First, let’s set the baseline. Gerrit Cole threw a grand total of 2,193 pitches in 2014. This was spread out over 572 plate appearances against him.
Now let’s take a peak at Cole’s weapons.
Perhaps the most developed of Cole’s secondary pitches, the slider was thrown approximately 13.02% (286 times) in 2014. The immediate stat that jumps out with this pitch is that it accounted for a whopping 26.1% of his total strikeouts. Topping out at about 91 mph but sitting at an 86 mph average, the pitch at times just didn’t seem fair to batters. And all of this was before I mentioned that hitters only hit .181 against it all year.
Not to be outdone by the slider, Gerrit’s burgeoning curveball deserves more than a brief mention. So let’s give it its due: the curve that can come in anywhere from a knee-buckling 78.5 mph to a mind-bending 86.9 mph accounted for 22.5% of Cole’s total strikeouts. This was a brand new pitch in 2014, but you wouldn’t know it, as Cole had amazing command on it from the start, walking only 3 batters on that pitch over 70 plate appearances.
When your fastball tops out at 101, and you average 96, a well-timed change-up can make anyone look foolish. Cole has had a change-up since he came onto the scene, and he threw it with regularity in both 2013 and 2014. However, its effectiveness took a nosedive in ’14. Despite throwing it at roughly the same rate year-to-year (3,4% in 2013 to 3.9% in 2014), the change-up was hit at a much higher clip (.333) in 2014 over his 2013 total of .188. The command was there, as he did not walk a batter on that pitch. If one presses for answers, we could say that perhaps it was scouted very well between seasons, and being that the velocity stayed pretty much right on point year-to-year, this may make sense.
Again according to FanGraphs, Cole added a curveball to his regularly-seen arsenal in 2014. This brings the count of viable pitches in his holster to five. This fact alone should really excite Pittsburgh Pirate fans.
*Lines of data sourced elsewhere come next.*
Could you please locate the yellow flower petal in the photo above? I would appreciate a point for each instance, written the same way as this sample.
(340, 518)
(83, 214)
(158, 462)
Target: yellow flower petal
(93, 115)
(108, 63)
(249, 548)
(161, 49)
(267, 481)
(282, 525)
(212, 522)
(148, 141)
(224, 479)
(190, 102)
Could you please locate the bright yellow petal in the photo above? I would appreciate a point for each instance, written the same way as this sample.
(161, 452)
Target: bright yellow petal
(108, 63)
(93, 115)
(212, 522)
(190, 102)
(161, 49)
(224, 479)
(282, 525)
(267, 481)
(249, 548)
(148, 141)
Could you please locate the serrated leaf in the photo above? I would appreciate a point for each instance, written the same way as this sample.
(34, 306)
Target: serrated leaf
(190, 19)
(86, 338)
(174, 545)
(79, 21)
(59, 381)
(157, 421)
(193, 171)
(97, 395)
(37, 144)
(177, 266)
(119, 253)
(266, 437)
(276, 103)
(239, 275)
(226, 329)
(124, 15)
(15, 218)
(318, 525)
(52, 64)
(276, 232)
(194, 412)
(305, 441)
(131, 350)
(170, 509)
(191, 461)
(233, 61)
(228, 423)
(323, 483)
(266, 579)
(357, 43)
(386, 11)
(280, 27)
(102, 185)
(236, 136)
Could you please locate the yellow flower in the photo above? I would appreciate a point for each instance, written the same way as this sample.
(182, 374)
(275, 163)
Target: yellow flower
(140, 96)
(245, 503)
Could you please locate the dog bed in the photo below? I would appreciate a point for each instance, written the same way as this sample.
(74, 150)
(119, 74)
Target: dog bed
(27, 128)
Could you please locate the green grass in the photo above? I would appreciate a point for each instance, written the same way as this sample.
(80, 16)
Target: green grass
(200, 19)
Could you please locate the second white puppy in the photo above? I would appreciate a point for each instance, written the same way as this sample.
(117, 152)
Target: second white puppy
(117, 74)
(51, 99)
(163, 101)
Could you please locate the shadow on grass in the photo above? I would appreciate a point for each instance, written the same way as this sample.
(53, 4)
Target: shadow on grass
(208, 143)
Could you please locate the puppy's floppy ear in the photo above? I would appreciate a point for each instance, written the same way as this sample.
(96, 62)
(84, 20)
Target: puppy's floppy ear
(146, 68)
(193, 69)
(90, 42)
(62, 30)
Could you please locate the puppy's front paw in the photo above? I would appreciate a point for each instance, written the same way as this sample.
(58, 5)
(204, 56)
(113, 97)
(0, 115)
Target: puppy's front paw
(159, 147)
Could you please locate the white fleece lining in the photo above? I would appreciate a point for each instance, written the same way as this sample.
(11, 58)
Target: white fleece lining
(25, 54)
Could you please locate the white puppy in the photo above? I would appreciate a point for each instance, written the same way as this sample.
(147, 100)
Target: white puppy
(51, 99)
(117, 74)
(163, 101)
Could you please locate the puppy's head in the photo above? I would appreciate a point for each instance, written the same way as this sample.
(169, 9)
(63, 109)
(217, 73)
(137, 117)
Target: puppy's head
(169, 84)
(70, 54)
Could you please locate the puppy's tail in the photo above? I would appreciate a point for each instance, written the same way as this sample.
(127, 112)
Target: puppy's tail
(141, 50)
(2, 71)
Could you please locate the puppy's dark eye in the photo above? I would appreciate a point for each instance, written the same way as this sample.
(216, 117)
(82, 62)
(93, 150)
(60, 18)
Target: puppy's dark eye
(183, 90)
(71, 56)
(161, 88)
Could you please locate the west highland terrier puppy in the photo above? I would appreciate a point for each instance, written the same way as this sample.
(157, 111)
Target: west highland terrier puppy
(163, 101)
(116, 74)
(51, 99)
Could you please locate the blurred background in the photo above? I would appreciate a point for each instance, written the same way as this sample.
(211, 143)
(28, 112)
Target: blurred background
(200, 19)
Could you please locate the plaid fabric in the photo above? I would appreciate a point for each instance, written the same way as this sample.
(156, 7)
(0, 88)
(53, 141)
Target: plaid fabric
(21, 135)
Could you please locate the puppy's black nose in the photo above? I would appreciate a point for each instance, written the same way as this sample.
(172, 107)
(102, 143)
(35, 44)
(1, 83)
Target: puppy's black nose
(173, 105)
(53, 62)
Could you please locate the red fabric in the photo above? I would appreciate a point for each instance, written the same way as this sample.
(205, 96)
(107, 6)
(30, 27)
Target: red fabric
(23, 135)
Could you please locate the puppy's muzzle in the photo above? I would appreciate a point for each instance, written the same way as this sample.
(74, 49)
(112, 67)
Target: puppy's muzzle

No discussion of any kind on Gerrit Cole is complete without talking about his fastball. For the sake of brevity, let’s combine all of his fastball types (two and four-seamers, cutters) under one group of fastballs. When we do that, Gerrit Cole let loose the flames of hell at a 62.6% clip. The control was there – having only walked 26 batters over 359 plate appearances, for a very good 7.2% BB rate. This improved year over year, as the fastball was hit at a .293 clip in 2013.
So where does this leave us for Gerrit Cole in 2015? For one, I see him employing his other pitches more often and at varied times in counts. The most effective of these seems to be the slider, and one wonders if the fastball will be used as more of a setup pitch than in years past. Only Ray Searage, Clint Hurdle, and the rest of the staff can answer that, but for Pirates fans I say this: don’t be surprised to see a slightly different Gerrit Cole this year.